3.4 Die Beschwerdeführerin hat im wesentlichen vorgetragen, dass gemäß dem Anspruch 4 des angefochtenen Patents an der Stelle, an der der Dorn durchtreten soll, eine Markierung vorgesehen sei. Da diese Markierung auch eine Vertiefung sein könne, diene die Gegenplatte nicht als Widerlager. Außerdem enthalte die Patentschrift keine Testergebnisse, die sich auf den Vergleich zwischen Gewebeproben bezögen, die mit der erfindungsgemäßen Ohrmarke und mit einer herkömmlichen Ohrmarke gewonnen werden könnten. Daher gebe es keinen Beweis, dass eine Gegenplatte, die keine zur Durchführung des Dorns ausgebildete Durchgangsöffnung besitze, einen sauberen Schnitt des Ohrgewebes bewirke. Darüber hinaus widerspreche der Anspruch 1 der Beschreibung des Patentes, insofern als in der Beschreibung die Gegenplatte als "Lochplatte" bezeichnet werde, obwohl der Anspruch 1 angebe, dass sie kein zur Durchführung des Dorns ausgebildetes Loch besitze. Dieses kennzeichnende Merkmal sei daher nicht zur Lösung der Aufgabe notwendig, sondern als kosmetisches Merkmal anzusehen, dem im Hinblick auf die Druckschrift D3 keine erfinderische Tätigkeit zuzuschreiben sei.

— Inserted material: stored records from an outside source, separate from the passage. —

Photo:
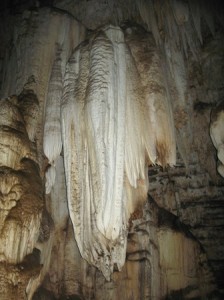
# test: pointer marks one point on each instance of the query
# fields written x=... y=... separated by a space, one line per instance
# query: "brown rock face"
x=108 y=174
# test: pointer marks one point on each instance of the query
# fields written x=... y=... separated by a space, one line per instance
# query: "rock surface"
x=98 y=106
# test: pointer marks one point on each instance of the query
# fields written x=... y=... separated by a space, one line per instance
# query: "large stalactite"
x=97 y=108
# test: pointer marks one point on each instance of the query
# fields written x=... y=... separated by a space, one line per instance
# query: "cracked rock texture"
x=111 y=150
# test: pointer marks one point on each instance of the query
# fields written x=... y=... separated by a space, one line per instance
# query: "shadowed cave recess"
x=111 y=149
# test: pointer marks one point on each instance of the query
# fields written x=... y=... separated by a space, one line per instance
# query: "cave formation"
x=111 y=149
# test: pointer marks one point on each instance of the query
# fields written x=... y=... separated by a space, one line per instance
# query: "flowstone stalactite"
x=115 y=121
x=216 y=132
x=21 y=197
x=98 y=108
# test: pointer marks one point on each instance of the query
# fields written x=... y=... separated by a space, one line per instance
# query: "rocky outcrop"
x=96 y=109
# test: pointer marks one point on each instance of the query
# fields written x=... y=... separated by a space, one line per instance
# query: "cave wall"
x=172 y=239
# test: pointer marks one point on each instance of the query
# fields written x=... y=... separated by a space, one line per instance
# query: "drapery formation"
x=103 y=110
x=116 y=119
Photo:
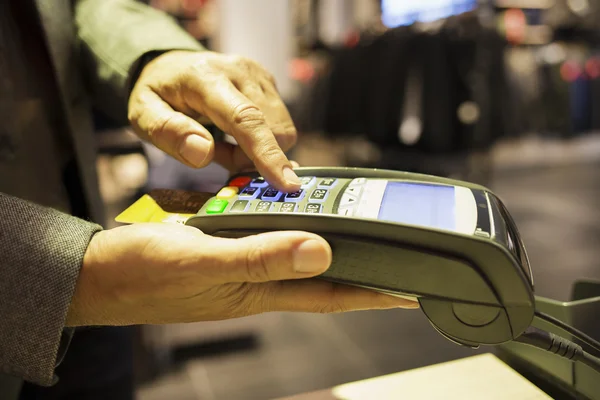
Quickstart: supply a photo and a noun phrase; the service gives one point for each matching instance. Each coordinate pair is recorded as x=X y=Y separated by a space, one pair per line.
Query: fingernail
x=194 y=149
x=311 y=256
x=290 y=176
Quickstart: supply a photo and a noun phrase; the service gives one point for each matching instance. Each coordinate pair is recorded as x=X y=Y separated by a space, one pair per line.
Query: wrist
x=85 y=302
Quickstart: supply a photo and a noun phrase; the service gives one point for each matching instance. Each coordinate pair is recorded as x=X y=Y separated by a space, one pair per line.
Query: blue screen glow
x=406 y=12
x=431 y=206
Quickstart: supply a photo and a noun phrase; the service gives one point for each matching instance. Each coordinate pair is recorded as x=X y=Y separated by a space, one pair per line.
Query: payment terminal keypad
x=317 y=195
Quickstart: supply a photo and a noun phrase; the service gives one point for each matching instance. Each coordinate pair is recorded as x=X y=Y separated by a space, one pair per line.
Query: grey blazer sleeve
x=41 y=252
x=114 y=35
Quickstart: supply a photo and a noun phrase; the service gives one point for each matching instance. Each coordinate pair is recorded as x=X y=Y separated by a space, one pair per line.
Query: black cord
x=576 y=333
x=590 y=361
x=557 y=345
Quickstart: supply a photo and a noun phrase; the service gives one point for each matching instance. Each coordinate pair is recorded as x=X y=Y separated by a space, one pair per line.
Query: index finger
x=217 y=98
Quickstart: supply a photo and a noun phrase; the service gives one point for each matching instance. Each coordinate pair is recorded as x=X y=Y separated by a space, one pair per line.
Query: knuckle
x=159 y=124
x=269 y=154
x=257 y=266
x=248 y=114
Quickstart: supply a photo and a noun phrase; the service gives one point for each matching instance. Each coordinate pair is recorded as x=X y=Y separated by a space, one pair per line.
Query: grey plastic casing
x=475 y=290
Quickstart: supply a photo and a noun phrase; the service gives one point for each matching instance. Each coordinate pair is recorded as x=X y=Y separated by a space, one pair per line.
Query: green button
x=216 y=206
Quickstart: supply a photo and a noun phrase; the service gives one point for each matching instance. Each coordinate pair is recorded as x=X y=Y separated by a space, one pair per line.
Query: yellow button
x=227 y=192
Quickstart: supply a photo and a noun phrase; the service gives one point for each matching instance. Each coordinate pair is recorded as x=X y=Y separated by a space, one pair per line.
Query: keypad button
x=354 y=190
x=216 y=206
x=346 y=211
x=295 y=196
x=263 y=206
x=313 y=208
x=358 y=181
x=249 y=193
x=271 y=194
x=240 y=181
x=307 y=181
x=348 y=200
x=327 y=183
x=318 y=195
x=228 y=192
x=259 y=182
x=288 y=207
x=239 y=206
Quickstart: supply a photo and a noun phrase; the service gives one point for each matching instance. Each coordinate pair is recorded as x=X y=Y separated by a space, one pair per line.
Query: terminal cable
x=557 y=345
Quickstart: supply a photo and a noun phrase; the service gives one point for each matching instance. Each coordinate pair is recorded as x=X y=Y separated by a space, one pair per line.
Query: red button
x=240 y=181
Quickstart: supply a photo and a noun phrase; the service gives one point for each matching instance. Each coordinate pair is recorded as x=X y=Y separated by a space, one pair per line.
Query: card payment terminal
x=451 y=244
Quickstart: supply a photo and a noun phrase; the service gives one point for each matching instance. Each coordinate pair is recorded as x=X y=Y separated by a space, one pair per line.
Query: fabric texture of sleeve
x=114 y=35
x=41 y=252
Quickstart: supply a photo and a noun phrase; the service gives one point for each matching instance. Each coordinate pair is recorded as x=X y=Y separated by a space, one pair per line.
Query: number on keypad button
x=288 y=207
x=327 y=182
x=271 y=194
x=318 y=195
x=239 y=206
x=263 y=206
x=249 y=193
x=313 y=208
x=295 y=196
x=259 y=182
x=306 y=181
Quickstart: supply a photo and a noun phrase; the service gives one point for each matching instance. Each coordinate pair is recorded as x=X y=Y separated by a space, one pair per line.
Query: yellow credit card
x=165 y=206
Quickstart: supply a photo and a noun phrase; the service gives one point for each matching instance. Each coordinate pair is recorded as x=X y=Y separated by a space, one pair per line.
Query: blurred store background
x=501 y=92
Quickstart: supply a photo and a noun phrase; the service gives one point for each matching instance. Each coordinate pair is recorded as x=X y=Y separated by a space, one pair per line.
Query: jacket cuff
x=41 y=253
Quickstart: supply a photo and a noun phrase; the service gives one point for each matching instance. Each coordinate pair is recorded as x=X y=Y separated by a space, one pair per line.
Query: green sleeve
x=114 y=36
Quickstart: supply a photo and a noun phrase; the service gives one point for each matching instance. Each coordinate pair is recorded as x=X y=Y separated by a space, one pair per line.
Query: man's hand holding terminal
x=158 y=274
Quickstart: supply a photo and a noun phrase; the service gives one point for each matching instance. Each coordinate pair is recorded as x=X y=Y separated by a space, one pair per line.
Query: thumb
x=271 y=256
x=173 y=132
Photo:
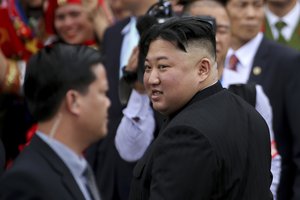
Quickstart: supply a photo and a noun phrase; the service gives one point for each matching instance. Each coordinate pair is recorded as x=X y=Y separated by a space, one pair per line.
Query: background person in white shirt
x=276 y=69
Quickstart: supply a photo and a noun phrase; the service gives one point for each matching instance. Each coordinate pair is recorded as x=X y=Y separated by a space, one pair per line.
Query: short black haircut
x=53 y=71
x=182 y=31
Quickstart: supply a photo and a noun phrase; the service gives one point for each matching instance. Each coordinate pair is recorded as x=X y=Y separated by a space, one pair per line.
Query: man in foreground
x=213 y=145
x=65 y=87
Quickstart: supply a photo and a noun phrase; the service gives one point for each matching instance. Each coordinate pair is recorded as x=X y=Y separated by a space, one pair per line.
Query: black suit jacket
x=216 y=147
x=113 y=174
x=38 y=173
x=2 y=157
x=279 y=77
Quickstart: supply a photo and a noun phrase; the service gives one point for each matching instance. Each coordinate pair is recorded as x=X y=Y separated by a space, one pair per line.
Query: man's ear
x=73 y=102
x=204 y=67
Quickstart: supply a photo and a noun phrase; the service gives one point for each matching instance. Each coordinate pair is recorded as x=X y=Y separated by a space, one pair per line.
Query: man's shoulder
x=275 y=48
x=118 y=26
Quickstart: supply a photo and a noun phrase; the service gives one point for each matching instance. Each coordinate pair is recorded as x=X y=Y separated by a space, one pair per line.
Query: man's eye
x=147 y=67
x=162 y=66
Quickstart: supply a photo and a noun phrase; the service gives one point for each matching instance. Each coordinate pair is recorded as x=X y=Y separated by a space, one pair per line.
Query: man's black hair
x=182 y=31
x=55 y=70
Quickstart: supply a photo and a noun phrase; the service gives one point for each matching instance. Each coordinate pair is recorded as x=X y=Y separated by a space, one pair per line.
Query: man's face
x=246 y=19
x=95 y=104
x=223 y=34
x=73 y=24
x=35 y=3
x=171 y=76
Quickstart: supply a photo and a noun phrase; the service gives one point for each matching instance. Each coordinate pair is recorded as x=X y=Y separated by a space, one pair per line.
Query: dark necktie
x=233 y=61
x=91 y=184
x=279 y=26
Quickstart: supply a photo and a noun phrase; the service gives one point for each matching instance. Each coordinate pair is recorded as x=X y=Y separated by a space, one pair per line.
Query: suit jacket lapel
x=59 y=166
x=294 y=42
x=260 y=63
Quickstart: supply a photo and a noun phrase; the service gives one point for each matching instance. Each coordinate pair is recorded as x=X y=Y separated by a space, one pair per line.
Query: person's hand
x=133 y=60
x=132 y=66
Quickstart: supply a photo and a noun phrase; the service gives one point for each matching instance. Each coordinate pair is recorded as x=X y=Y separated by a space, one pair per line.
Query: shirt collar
x=77 y=164
x=289 y=18
x=243 y=54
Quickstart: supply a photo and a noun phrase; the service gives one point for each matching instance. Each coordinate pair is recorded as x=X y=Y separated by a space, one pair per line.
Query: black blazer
x=38 y=173
x=113 y=174
x=216 y=147
x=2 y=157
x=279 y=68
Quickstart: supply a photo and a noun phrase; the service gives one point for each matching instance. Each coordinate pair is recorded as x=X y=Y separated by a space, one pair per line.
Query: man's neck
x=281 y=9
x=143 y=8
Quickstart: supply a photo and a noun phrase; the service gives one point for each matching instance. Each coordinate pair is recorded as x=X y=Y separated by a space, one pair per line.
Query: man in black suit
x=65 y=87
x=113 y=174
x=276 y=69
x=214 y=145
x=2 y=157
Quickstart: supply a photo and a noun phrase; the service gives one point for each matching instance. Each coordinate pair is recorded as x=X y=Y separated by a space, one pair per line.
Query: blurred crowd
x=258 y=43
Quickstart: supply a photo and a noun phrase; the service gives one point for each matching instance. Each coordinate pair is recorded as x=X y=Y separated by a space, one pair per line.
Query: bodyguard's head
x=180 y=61
x=53 y=72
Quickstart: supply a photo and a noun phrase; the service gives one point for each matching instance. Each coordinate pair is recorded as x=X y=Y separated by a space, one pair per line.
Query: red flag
x=10 y=44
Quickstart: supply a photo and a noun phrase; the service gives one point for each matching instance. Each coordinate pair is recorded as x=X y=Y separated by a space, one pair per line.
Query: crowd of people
x=125 y=99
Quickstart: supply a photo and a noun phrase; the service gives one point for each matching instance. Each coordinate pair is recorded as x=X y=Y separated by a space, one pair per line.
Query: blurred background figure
x=118 y=10
x=77 y=21
x=276 y=69
x=114 y=177
x=283 y=22
x=22 y=34
x=252 y=93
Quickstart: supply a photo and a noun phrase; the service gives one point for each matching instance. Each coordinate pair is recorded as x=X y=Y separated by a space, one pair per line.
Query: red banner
x=10 y=44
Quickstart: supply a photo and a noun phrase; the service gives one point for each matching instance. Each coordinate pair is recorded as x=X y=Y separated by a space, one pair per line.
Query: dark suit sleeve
x=293 y=115
x=20 y=186
x=2 y=157
x=184 y=166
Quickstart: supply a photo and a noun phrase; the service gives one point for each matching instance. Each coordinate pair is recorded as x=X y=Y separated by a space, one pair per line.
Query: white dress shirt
x=130 y=40
x=76 y=164
x=291 y=19
x=135 y=132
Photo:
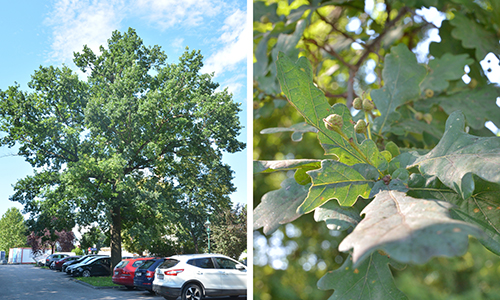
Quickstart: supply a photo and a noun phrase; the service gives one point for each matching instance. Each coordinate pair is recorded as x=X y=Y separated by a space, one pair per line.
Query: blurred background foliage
x=346 y=42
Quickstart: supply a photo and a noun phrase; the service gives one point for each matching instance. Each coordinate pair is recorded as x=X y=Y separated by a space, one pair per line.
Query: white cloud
x=169 y=13
x=82 y=22
x=235 y=40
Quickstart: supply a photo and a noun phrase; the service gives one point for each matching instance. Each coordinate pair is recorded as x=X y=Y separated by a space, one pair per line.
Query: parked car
x=53 y=257
x=124 y=271
x=79 y=260
x=70 y=269
x=40 y=261
x=97 y=266
x=145 y=274
x=57 y=265
x=199 y=275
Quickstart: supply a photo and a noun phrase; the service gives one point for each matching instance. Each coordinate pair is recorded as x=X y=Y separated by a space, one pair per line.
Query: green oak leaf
x=335 y=180
x=280 y=206
x=474 y=36
x=268 y=166
x=481 y=209
x=402 y=77
x=297 y=129
x=338 y=217
x=297 y=84
x=409 y=230
x=448 y=43
x=371 y=280
x=478 y=105
x=458 y=155
x=448 y=67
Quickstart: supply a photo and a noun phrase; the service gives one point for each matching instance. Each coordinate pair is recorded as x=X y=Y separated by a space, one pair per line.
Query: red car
x=125 y=270
x=58 y=263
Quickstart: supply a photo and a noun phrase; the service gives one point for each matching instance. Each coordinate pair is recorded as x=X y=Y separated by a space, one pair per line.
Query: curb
x=94 y=287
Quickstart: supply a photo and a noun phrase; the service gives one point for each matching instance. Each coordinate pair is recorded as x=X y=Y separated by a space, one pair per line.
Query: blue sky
x=47 y=33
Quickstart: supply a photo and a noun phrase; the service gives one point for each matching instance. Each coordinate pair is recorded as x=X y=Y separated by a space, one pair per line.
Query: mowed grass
x=98 y=281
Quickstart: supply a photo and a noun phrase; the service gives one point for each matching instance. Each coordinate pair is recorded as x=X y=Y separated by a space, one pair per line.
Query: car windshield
x=168 y=263
x=89 y=259
x=138 y=263
x=147 y=264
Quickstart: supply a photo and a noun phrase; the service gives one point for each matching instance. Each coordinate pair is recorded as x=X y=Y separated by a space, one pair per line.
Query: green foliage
x=229 y=235
x=127 y=144
x=13 y=231
x=77 y=251
x=421 y=179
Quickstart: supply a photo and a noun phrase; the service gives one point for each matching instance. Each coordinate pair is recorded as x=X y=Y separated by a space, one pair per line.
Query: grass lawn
x=98 y=281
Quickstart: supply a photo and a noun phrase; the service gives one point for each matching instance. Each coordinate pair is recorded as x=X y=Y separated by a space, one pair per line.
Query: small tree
x=390 y=152
x=113 y=144
x=229 y=233
x=12 y=230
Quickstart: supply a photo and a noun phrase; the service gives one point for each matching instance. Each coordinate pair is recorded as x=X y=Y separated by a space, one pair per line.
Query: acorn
x=428 y=118
x=264 y=19
x=368 y=105
x=360 y=127
x=333 y=122
x=357 y=103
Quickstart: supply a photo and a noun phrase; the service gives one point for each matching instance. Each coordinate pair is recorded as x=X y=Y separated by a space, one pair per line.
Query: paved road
x=23 y=282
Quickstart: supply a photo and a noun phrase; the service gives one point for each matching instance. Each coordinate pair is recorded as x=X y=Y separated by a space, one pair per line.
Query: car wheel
x=192 y=292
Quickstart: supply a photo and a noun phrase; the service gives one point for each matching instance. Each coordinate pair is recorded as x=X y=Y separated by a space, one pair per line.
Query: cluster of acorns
x=335 y=122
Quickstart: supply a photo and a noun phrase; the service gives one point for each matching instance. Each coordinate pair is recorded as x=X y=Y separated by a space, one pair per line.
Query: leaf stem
x=368 y=130
x=355 y=146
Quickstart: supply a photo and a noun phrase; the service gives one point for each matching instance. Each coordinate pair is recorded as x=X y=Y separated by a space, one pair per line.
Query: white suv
x=198 y=275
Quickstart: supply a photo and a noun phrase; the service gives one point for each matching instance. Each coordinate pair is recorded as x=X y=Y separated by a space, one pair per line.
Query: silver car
x=198 y=275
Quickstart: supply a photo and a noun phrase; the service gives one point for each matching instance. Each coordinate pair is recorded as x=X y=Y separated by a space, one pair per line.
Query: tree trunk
x=195 y=242
x=116 y=238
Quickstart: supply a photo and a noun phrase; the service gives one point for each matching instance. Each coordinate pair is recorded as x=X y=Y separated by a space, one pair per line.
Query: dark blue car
x=145 y=274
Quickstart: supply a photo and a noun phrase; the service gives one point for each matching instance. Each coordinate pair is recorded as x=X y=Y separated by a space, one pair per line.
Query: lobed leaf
x=297 y=84
x=371 y=280
x=280 y=206
x=458 y=155
x=409 y=230
x=263 y=166
x=481 y=209
x=478 y=105
x=474 y=36
x=338 y=181
x=402 y=77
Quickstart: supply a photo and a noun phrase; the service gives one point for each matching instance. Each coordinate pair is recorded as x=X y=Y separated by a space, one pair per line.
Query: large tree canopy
x=109 y=146
x=13 y=231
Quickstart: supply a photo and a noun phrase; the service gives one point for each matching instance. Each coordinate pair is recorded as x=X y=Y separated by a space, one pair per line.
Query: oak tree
x=108 y=146
x=389 y=150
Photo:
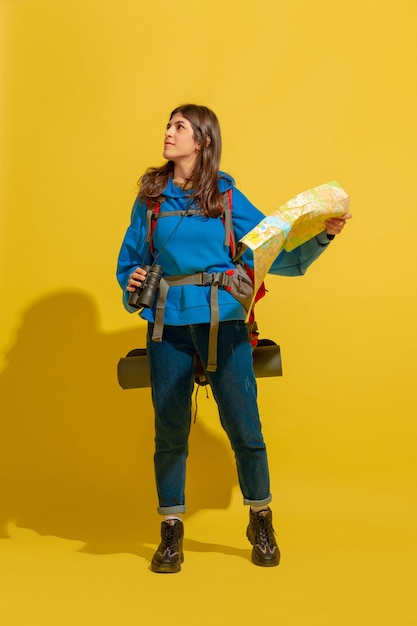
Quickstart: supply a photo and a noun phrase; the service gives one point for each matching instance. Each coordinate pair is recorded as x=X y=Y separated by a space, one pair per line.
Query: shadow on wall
x=76 y=451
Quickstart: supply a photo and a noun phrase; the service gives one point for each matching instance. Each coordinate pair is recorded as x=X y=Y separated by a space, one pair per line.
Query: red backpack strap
x=152 y=210
x=229 y=235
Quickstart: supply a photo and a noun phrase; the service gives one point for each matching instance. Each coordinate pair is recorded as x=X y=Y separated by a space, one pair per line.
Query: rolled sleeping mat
x=133 y=370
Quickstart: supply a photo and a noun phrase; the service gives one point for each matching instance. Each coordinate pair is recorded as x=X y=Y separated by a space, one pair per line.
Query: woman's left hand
x=335 y=225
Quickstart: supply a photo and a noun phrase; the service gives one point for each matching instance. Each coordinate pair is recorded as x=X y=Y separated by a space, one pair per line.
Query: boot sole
x=167 y=568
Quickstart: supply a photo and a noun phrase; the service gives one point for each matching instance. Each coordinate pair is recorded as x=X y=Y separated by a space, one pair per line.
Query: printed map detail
x=294 y=223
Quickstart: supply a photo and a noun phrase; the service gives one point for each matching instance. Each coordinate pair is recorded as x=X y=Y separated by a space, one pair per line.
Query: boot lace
x=170 y=537
x=263 y=532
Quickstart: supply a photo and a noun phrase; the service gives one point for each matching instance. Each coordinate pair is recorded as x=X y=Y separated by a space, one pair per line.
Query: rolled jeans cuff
x=263 y=502
x=169 y=510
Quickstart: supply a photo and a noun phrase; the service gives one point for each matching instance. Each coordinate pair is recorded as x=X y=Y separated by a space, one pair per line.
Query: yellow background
x=306 y=92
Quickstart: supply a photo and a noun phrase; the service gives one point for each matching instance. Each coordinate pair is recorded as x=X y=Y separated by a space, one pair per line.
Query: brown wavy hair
x=205 y=191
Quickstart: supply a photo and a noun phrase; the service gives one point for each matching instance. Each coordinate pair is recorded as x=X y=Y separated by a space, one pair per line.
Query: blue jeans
x=172 y=365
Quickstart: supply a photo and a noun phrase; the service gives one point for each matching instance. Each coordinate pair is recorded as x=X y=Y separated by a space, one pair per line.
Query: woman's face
x=180 y=144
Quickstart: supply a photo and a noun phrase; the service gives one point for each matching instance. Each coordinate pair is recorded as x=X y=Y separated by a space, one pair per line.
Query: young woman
x=188 y=191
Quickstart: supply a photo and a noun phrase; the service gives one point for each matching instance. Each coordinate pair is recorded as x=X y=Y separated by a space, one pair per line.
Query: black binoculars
x=144 y=296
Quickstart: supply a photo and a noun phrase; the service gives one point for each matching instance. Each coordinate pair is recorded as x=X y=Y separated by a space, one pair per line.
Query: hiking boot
x=169 y=555
x=261 y=534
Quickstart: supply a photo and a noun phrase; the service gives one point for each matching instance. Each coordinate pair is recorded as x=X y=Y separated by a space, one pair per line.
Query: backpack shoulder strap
x=229 y=234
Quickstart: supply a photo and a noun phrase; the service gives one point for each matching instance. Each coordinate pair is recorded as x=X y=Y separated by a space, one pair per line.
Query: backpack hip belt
x=235 y=281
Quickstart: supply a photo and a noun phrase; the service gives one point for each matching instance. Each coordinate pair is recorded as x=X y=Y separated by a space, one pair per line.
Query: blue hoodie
x=195 y=243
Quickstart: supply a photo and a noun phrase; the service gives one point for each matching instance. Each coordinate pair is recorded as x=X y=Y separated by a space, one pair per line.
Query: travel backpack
x=238 y=281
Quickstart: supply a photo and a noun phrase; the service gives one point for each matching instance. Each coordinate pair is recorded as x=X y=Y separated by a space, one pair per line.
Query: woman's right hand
x=136 y=279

3.4.1 Die Kammer kann diesen Argumenten aus den nachstehenden Gründen nicht folgen:
- Die Streitpatentschrift macht hinreichend glaubhaft, dass mit der beanspruchten Kombination einer Gegenplatte ohne Loch und einer Hohlspitze ein sauberes Durchstanzen des Ohrgewebes gewährleistet ist (siehe insbesondere die Absätze [0008] und [0024], 1. Satz). Es gibt somit keine triftigen Gründe, die die Vermutung nahelegen könnten, dass die oben erwähnte Aufgabe durch den beanspruchten Gegenstand nicht gelöst werde. Die Beweislast dafür, dass mit einer Gegenplatte ohne Loch kein sauberer Schnitt des Ohrgewebes auch im Falle von sehr jungen Tieren erzielt wird, trifft also die beschwerdeführende Einsprechende.
- Das in den Figuren der Patentschrift mit den Bezugszeichen 11 versehene Element wird im Absatz [0012] der Patentschrift mit dem Ausdruck "Gegenplatte (Lochplatte) der Ohrmarke (weiblicher Teil)" bezeichnet. Aus der Tatsache, dass das Wort "Lochplatte" nach dem Wort "Gegenplatte" in Klammern steht, kann nicht abgeleitet werden, dass die in der Figur 2 dargestellte verschlossene Gegenplatte ein zur Durchführung des Dorns ausgebildetes Loch besitzt. Daher widerspricht der Anspruch 1 der Beschreibung nicht.
3.5 Der Gegenstand des Anspruchs 1 beruht daher auf einer erfinderischen Tätigkeit (Artikel 56 EPÜ 1973).
Dasselbe gilt für die unabhängigen Ansprüche 7 und 10, insofern als diese Ansprüche sich auf die Verwendung bzw. auf den Einsatz der Ohrmarke nach Anspruch 1 beziehen.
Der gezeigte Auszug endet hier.